The site includes essays, artist bios, a selection of videos loaded to YouTube by visitors / interested people, and a lexicon of terms, which is an editable wiki (think Wikipedia). It's this last one that I find really interesting (and where I got the words in this post's title).

The lexicon grew out of the curators' research for the exhibition; they found a lot of great words and phrases that had been invented / adapted to describe suburbia and urban design, and rather than just let them go to waste when they didn't fit into the wall panels, they're printing them as a lexicon in the publication. They've also loaded the terms into this wiki, where the definitions can now be edited by anyone, and further terms added. So - here are the definitions for crunchy suburbs, logo buildings and pork chops.

I really like this idea. When you research a show or an essay, so many beautiful small details have to be dropped, due to word limits, or to simplify narratives, or simply because they are small details, and and you need to concentrate on getting the big ones across. It also gives a sliver of insight into the kind of things that curators do when preparing shows. Yay for the Walker, again.

2 comments:

Anonymous said...

I had a great time exploring the site.
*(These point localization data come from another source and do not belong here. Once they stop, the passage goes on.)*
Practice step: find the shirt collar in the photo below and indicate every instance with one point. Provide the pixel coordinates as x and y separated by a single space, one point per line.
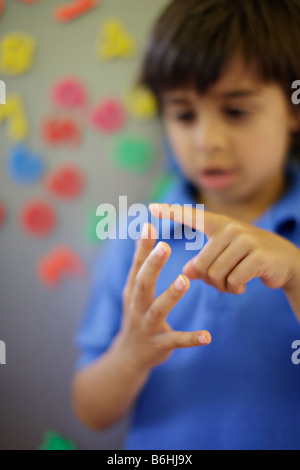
286 211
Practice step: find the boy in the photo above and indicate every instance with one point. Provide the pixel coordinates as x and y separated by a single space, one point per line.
222 72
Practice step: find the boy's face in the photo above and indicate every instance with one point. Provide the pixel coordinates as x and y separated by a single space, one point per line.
232 142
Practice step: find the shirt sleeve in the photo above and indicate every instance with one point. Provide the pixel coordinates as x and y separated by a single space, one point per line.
103 315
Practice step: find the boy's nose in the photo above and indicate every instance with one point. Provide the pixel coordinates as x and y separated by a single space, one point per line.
208 136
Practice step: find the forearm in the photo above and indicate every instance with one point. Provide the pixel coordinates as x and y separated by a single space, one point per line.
292 291
105 390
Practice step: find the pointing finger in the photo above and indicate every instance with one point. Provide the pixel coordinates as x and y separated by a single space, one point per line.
198 219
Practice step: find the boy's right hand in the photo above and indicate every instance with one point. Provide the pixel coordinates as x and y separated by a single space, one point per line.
145 335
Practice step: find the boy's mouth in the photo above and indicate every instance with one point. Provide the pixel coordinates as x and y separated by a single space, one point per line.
216 178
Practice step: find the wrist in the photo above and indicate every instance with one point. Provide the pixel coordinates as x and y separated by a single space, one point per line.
294 280
131 362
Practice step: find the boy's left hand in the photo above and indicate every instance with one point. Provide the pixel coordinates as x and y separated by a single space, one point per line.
236 252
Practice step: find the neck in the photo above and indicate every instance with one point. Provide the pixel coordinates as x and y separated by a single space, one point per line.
248 209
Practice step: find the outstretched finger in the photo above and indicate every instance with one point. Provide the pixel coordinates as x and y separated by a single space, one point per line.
185 339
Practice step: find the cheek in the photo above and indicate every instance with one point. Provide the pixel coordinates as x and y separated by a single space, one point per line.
180 143
264 146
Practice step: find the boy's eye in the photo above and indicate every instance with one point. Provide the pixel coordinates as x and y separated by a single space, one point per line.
236 113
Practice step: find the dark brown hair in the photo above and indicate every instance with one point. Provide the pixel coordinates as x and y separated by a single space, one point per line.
193 41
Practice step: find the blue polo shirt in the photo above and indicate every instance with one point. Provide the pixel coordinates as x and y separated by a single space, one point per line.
240 392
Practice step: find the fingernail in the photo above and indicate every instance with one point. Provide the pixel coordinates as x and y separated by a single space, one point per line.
145 231
160 249
154 205
202 340
180 283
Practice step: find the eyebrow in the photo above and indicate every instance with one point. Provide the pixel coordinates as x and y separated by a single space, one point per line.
246 93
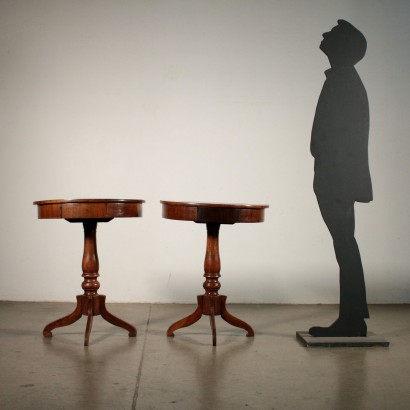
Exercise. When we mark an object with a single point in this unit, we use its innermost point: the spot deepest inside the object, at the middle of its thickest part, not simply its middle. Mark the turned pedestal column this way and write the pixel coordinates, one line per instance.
(89, 212)
(211, 303)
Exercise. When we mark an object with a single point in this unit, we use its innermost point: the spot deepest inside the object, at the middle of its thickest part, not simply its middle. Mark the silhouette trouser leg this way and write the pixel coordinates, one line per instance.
(339, 218)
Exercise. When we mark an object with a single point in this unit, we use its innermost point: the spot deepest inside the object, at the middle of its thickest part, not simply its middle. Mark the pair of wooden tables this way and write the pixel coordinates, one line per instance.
(90, 212)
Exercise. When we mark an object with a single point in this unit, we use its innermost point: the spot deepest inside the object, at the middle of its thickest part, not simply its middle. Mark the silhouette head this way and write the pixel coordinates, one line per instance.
(344, 45)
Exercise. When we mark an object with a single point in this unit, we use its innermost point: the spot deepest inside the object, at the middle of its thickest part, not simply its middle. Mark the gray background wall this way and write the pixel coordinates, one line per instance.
(192, 100)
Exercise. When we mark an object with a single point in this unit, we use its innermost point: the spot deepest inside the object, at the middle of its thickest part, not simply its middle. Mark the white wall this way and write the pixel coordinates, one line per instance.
(192, 100)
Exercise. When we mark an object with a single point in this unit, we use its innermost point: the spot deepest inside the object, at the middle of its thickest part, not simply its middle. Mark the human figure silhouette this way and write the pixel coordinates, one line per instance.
(339, 144)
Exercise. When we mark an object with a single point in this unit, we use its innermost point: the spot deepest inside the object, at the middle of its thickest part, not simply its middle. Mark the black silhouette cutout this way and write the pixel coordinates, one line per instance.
(339, 145)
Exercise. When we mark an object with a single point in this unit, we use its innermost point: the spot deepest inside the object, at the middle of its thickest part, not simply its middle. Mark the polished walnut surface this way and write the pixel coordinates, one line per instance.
(213, 212)
(89, 212)
(211, 303)
(89, 208)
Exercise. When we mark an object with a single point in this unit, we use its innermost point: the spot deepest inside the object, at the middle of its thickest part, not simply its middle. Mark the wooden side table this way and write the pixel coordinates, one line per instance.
(213, 215)
(89, 212)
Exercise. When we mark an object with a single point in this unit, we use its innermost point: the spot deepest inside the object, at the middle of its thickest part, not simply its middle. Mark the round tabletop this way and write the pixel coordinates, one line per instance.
(213, 212)
(79, 209)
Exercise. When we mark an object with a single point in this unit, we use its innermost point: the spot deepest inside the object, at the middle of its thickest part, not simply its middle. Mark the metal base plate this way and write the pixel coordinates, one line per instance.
(370, 340)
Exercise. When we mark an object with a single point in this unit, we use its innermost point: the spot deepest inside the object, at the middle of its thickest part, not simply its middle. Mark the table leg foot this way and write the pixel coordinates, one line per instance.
(114, 320)
(234, 321)
(187, 321)
(64, 321)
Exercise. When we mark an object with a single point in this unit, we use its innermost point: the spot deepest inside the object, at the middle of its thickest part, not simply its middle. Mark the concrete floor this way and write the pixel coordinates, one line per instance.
(270, 371)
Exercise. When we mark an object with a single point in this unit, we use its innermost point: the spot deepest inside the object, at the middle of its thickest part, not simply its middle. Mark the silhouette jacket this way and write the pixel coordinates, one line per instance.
(340, 134)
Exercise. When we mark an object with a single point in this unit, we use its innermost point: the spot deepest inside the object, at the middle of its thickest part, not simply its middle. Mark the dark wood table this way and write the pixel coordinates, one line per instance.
(213, 215)
(89, 212)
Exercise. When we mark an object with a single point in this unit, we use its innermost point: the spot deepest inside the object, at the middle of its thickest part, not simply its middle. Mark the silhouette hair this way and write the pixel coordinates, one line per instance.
(355, 43)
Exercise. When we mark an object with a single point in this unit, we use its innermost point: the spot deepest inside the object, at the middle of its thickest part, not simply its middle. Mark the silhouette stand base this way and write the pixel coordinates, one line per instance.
(356, 341)
(210, 306)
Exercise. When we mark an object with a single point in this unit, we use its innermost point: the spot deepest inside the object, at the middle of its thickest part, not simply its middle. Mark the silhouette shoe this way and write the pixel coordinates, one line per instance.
(341, 328)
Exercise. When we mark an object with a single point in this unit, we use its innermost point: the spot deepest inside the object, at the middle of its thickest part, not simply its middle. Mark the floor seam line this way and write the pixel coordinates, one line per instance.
(135, 397)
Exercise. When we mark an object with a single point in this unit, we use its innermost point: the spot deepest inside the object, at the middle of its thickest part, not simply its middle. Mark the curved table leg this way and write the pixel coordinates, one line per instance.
(114, 320)
(234, 321)
(89, 322)
(187, 321)
(212, 320)
(66, 320)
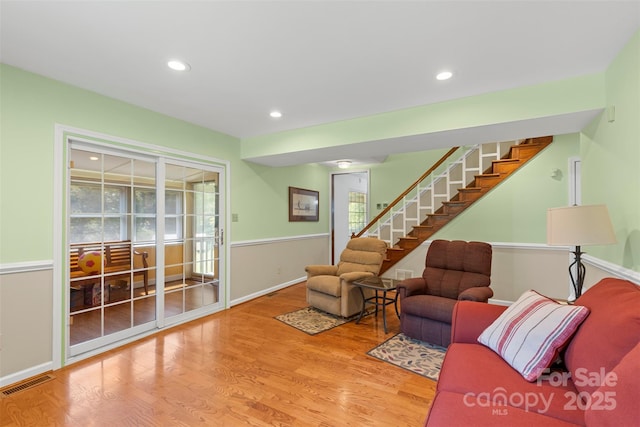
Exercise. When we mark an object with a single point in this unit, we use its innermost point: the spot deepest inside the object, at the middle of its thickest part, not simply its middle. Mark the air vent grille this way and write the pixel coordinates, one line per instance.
(26, 385)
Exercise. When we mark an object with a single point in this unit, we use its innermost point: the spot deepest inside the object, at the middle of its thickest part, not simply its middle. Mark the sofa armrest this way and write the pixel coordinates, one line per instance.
(321, 270)
(411, 286)
(471, 318)
(479, 294)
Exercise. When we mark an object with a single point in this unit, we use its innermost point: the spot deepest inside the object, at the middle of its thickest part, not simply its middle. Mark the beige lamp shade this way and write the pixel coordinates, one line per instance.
(579, 226)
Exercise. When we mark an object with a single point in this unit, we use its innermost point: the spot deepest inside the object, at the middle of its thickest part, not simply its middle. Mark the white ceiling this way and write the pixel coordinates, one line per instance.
(316, 61)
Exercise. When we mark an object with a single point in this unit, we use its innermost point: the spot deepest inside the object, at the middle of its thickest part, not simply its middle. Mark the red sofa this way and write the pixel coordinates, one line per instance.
(600, 387)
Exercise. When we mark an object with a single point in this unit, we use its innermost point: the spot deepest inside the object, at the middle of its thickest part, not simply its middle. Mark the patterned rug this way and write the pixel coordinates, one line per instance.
(414, 355)
(311, 320)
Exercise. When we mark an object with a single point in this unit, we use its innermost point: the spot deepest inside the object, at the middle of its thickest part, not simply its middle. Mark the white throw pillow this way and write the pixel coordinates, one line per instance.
(529, 334)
The Youtube videos were excellent. I kinda glad my suburn doesn't look like thoise US ones. It also made me feel better about living in a 1970s beige street.

justinph said...

Glad you like the site. Yeah, the navigation isn't quite perfect. It's really hard to gauge user intent by where they move their mouse and for how long. I kind of knew it would be a problem going into it and tried to minimize it as much as posssible. It should work slightly better in Firefox or Safari than IE on the PC, but that is pretty much the deal for every website these days.